The width and height variations can be extracted from:
Waveguide Model#
Our waveguide model is not very good (it just has 100% transmission and no phase). Let’s do something about the phase calculation. To do this, we need to find the effective index of the waveguide in relation to its parameters. We can use meow to obtain the waveguide effective index. Let’s first create a find_waveguide_modes
:
def find_waveguide_modes(
wl: float = 1.55,
n_box: float = 1.4,
n_clad: float = 1.4,
n_core: float = 3.4,
t_slab: float = 0.0,
t_soi: float = 0.22,
w_core: float = 0.45,
du=0.02,
n_modes: int = 10,
cache_path: str = "modes",
replace_cached: bool = False,
):
length = 10.0
delta = 10 * du
env = mw.Environment(wl=wl)
cache_path = os.path.abspath(cache_path)
os.makedirs(cache_path, exist_ok=True)
fn = f"{wl=:.2f}-{n_box=:.2f}-{n_clad=:.2f}-{n_core=:.2f}-{t_slab=:.3f}-{t_soi=:.3f}-{w_core=:.3f}-{du=:.3f}-{n_modes=}.json"

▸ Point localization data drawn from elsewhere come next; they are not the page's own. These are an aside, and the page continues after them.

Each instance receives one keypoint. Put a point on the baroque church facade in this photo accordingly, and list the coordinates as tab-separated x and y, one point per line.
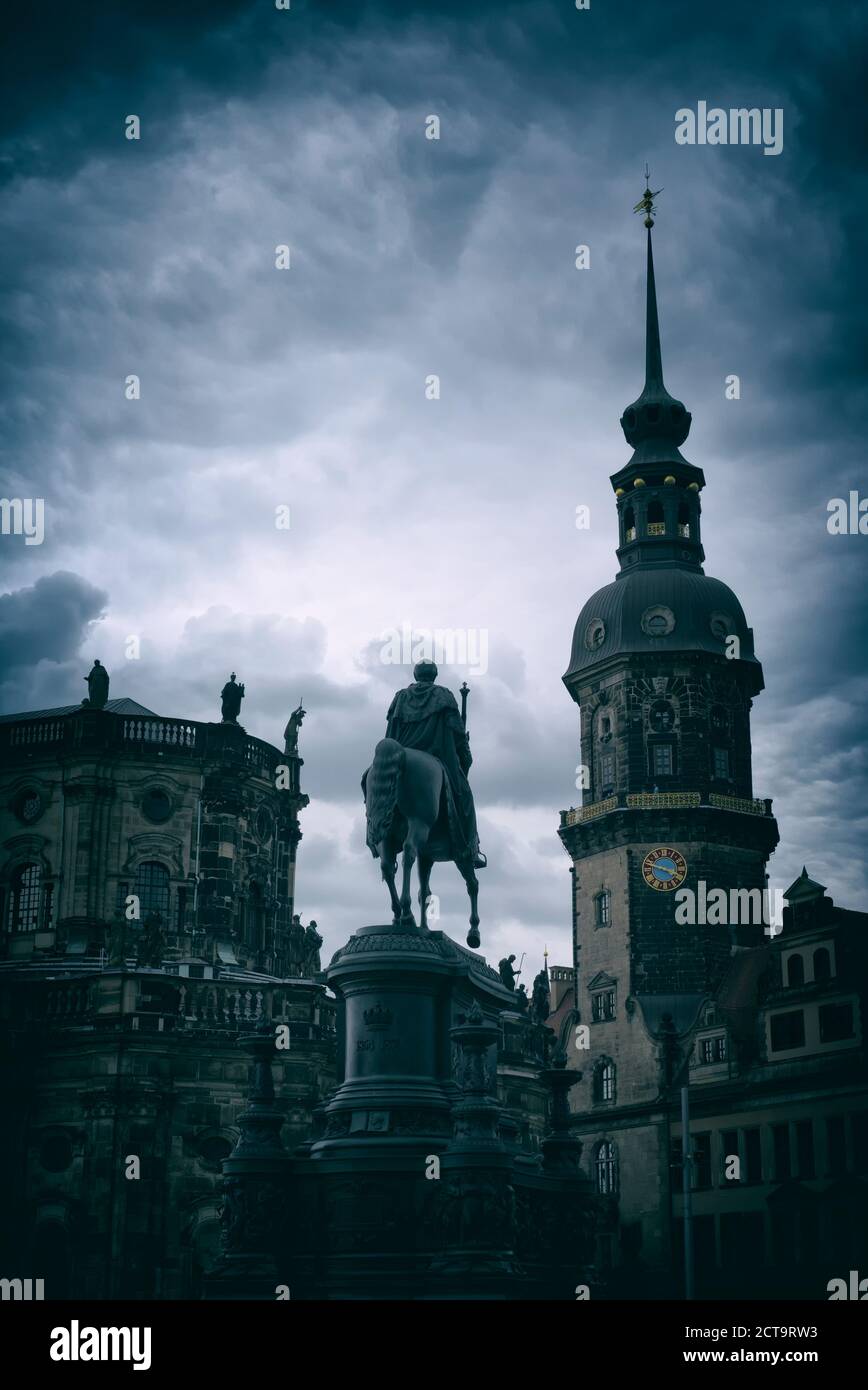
146	927
758	1022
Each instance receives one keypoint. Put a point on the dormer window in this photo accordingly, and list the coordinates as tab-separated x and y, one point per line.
661	716
721	763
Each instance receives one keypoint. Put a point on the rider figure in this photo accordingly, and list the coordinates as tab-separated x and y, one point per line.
424	716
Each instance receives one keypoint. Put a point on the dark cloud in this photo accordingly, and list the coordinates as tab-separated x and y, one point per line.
47	622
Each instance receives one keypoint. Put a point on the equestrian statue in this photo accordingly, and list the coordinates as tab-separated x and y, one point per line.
418	798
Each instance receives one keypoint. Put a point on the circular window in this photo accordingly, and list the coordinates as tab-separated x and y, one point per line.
658	622
156	805
56	1154
28	805
664	869
721	626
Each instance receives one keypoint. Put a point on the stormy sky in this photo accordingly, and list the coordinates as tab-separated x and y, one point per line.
306	387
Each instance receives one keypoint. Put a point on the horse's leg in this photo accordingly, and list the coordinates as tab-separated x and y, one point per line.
388	868
416	837
469	876
424	879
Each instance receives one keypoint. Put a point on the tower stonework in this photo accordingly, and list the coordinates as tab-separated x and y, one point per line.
664	673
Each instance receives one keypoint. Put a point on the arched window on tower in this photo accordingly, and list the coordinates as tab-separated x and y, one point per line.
24	900
152	890
794	970
603	908
605	1168
604	1080
255	916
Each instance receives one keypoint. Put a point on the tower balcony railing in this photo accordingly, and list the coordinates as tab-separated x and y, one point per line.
665	801
156	1002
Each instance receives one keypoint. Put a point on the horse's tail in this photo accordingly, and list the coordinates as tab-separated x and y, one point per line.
381	790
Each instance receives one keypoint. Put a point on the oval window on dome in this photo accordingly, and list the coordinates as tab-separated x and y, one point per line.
658	620
722	626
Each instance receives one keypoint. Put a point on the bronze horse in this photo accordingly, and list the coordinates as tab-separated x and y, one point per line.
405	801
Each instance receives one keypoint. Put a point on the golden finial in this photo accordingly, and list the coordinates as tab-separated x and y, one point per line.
647	200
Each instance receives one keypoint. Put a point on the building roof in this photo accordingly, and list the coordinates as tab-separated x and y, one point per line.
114	706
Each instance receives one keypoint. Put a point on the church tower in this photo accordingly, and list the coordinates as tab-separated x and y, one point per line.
664	673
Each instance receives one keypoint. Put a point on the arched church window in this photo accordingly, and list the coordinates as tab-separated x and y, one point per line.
794	970
607	773
22	912
255	916
604	1080
607	1168
152	890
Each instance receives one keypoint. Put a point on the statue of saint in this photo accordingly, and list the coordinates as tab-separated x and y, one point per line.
540	1004
508	973
292	730
98	687
312	951
231	697
424	716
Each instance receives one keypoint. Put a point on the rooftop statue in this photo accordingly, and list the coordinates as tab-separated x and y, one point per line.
540	1000
418	797
292	730
231	697
507	972
98	687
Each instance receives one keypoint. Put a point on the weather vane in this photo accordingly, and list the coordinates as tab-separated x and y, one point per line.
647	202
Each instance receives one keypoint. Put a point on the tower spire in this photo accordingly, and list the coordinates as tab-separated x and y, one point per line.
655	424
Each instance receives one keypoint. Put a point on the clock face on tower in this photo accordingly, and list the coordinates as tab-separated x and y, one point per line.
664	869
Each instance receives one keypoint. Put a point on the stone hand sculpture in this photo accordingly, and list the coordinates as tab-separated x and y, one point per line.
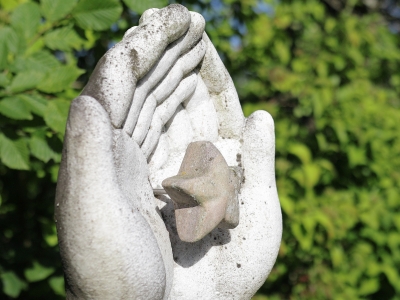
160	89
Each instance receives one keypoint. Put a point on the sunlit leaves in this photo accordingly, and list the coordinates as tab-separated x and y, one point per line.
57	284
54	10
26	80
15	108
59	79
12	284
64	38
56	115
97	15
38	272
14	153
26	19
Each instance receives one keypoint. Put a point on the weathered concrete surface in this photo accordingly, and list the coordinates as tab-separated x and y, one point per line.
117	240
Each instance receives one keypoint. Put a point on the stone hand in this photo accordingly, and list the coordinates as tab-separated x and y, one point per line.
162	87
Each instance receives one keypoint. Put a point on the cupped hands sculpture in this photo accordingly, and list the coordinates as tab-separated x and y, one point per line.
151	95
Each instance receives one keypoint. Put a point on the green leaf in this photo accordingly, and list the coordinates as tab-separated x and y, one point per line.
55	10
12	285
11	39
63	39
4	81
26	19
59	79
15	108
26	80
35	103
56	115
57	284
40	149
14	153
38	272
41	61
301	151
369	286
97	15
140	6
3	47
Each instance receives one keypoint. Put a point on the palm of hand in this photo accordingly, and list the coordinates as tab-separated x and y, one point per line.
113	242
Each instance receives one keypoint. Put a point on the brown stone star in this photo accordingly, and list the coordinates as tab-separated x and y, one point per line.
205	192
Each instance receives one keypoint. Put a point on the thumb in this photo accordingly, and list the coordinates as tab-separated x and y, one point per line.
100	232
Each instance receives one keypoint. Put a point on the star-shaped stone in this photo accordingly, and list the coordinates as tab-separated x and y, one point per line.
205	192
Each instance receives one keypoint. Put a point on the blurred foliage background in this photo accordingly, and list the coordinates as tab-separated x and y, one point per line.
328	72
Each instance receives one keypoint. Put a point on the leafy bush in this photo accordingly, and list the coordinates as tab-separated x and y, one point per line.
328	75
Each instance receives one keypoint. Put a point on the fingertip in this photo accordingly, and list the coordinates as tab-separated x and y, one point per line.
263	119
147	14
259	149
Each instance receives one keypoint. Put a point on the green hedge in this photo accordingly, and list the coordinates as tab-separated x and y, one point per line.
330	78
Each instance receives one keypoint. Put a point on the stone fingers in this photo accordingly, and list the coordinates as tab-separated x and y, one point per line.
114	79
166	110
222	92
155	75
182	67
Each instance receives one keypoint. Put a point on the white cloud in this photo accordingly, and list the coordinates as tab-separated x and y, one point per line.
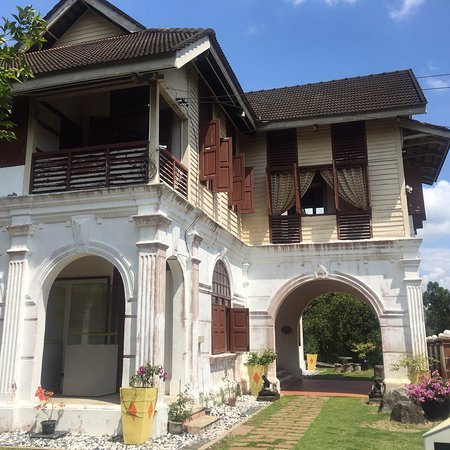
437	83
437	225
435	265
405	8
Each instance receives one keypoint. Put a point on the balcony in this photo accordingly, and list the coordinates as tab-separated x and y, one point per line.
89	168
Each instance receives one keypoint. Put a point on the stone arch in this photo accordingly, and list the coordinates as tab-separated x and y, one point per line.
291	299
48	271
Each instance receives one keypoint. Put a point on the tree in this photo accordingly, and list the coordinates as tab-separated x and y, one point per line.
16	37
340	323
436	301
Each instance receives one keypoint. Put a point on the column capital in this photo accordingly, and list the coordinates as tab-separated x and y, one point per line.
26	229
152	246
159	220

path = os.path.join(cache_path, fn)
if not replace_cached and os.path.exists(path):
return [mw.Mode.parse_obj(mode) for mode in json.load(open(path, "r"))]
# fmt: off
m_core = mw.SampledMaterial(name="slab", n=np.asarray([n_core, n_core]), params={"wl": np.asarray([1.0, 2.0])}, meta={"color": (0.9, 0, 0, 0.9)})
m_clad = mw.SampledMaterial(name="clad", n=np.asarray([n_clad, n_clad]), params={"wl": np.asarray([1.0, 2.0])})
m_box = mw.SampledMaterial(name="box", n=np.asarray([n_box, n_box]), params={"wl": np.asarray([1.0, 2.0])})
box = mw.Structure(material=m_box, geometry=mw.Box(x_min=- 2 * w_core - delta, x_max= 2 * w_core + delta, y_min=- 2 * t_soi - delta, y_max=0.0, z_min=0.0, z_max=length))
slab = mw.Structure(material=m_core, geometry=mw.Box(x_min=-2 * w_core - delta, x_max=2 * w_core + delta, y_min=0.0, y_max=t_slab, z_min=0.0, z_max=length))
clad = mw.Structure(material=m_clad, geometry=mw.Box(x_min=-2 * w_core - delta, x_max=2 * w_core + delta, y_min=0, y_max=3 * t_soi + delta, z_min=0.0, z_max=length))
core = mw.Structure(material=m_core, geometry=mw.Box(x_min=-w_core / 2, x_max=w_core / 2, y_min=0.0, y_max=t_soi, z_min=0.0, z_max=length))
cell = mw.Cell(structures=[box, clad, slab, core], mesh=mw.Mesh2D( x=np.arange(-2*w_core, 2*w_core, du), y=np.arange(-2*t_soi, 3*t_soi, du), ), z_min=0.0, z_max=10.0)
cross_section = mw.CrossSection.from_cell(cell=cell, env=env)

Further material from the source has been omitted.